Logitech Harmony Elite Remote Control
It seems a bit silly that a remote control, of all things, would cause a reviewer to swoon, but the Logitech Harmony Elite is capable of such a feat. Universal remotes have been around for decades, of course, but Logitech remotes are something different altogether: They are so brilliant at stringing together actions and commands, you can change an entire environment with the click of a button. Want to watch a movie? You can customize the one-touch action to turn off the lights, turn on the TV, turn on the surround sound, select Blu-ray input, set to cinema mode, turn on the Blu-ray player, and start the disc—all with a single button. Cocktail party? Dim the lights, turn off the TV, play the Miles Davis station on Pandora at half volume. Sports lover just waking up? How about all the lights at full brightness, and turn on the TV to ESPN SportsCenter—all with a single button.

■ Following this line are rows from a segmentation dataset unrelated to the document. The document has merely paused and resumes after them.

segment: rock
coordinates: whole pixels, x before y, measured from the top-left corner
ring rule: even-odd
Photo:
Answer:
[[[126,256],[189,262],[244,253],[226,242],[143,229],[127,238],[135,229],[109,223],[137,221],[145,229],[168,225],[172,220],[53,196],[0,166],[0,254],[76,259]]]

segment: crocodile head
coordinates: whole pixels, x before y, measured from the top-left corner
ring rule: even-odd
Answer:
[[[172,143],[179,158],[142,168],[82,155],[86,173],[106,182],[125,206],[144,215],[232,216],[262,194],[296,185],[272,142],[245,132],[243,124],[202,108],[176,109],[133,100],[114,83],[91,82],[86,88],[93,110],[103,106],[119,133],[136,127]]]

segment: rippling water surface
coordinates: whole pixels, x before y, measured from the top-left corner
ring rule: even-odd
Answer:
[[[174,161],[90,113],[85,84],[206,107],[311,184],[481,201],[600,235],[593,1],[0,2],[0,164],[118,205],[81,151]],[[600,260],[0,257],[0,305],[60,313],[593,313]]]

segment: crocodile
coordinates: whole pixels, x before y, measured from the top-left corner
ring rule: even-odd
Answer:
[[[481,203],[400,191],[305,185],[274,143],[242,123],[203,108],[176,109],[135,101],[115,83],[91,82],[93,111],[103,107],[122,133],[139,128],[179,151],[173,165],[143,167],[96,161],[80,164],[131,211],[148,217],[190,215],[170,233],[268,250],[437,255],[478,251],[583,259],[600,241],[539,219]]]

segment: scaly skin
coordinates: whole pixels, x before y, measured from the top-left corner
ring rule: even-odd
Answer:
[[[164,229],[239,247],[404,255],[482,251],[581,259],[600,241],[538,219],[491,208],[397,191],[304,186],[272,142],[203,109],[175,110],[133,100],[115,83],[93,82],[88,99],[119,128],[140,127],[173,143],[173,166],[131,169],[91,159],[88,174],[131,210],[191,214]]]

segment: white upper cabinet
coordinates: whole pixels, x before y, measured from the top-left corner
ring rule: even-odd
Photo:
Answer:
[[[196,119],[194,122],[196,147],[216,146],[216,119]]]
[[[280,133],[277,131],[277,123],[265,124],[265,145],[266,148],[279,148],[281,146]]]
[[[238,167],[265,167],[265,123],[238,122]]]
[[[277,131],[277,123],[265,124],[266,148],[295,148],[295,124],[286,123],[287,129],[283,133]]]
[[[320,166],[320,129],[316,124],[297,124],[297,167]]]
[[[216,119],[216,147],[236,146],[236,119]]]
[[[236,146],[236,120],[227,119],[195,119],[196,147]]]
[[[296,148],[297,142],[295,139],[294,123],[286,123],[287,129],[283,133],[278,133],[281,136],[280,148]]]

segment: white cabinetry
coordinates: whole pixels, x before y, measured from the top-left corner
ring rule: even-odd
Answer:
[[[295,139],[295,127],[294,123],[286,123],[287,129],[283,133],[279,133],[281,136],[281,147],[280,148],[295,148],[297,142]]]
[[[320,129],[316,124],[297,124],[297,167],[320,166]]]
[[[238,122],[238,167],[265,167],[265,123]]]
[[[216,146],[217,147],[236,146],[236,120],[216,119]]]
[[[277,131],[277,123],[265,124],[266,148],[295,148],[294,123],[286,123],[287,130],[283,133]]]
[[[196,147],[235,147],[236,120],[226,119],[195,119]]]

The touchscreen is the most luxurious selection available on the market, and the number of devices once can control is ludicrous, with the number of programmable actions literally endless. Other than including a smart popcorn popper to automatically switch on when you start a movie (which, hey, BUSINESS IDEA SOMEONE!), it’s hard to imagine anything more you’d want out of a remote control. If you don’t mind paying a premium, the Harmony Elite is certainly the Jaguar of its kind. —M.D.
Firefly Serenity Plush
Haven’t you always wanted your very own 18-inch plush spaceship to hug when you run into a pack of Wei Shian Dohn Woo, or when you’re riding in something with a Capissen 38 engine? I mean, anyone can have a stuffed Dire Wolf or Stitch, but if you want a really shiny cuddly buddy, what’s better than your very own Firefly class transport ship? —M.R.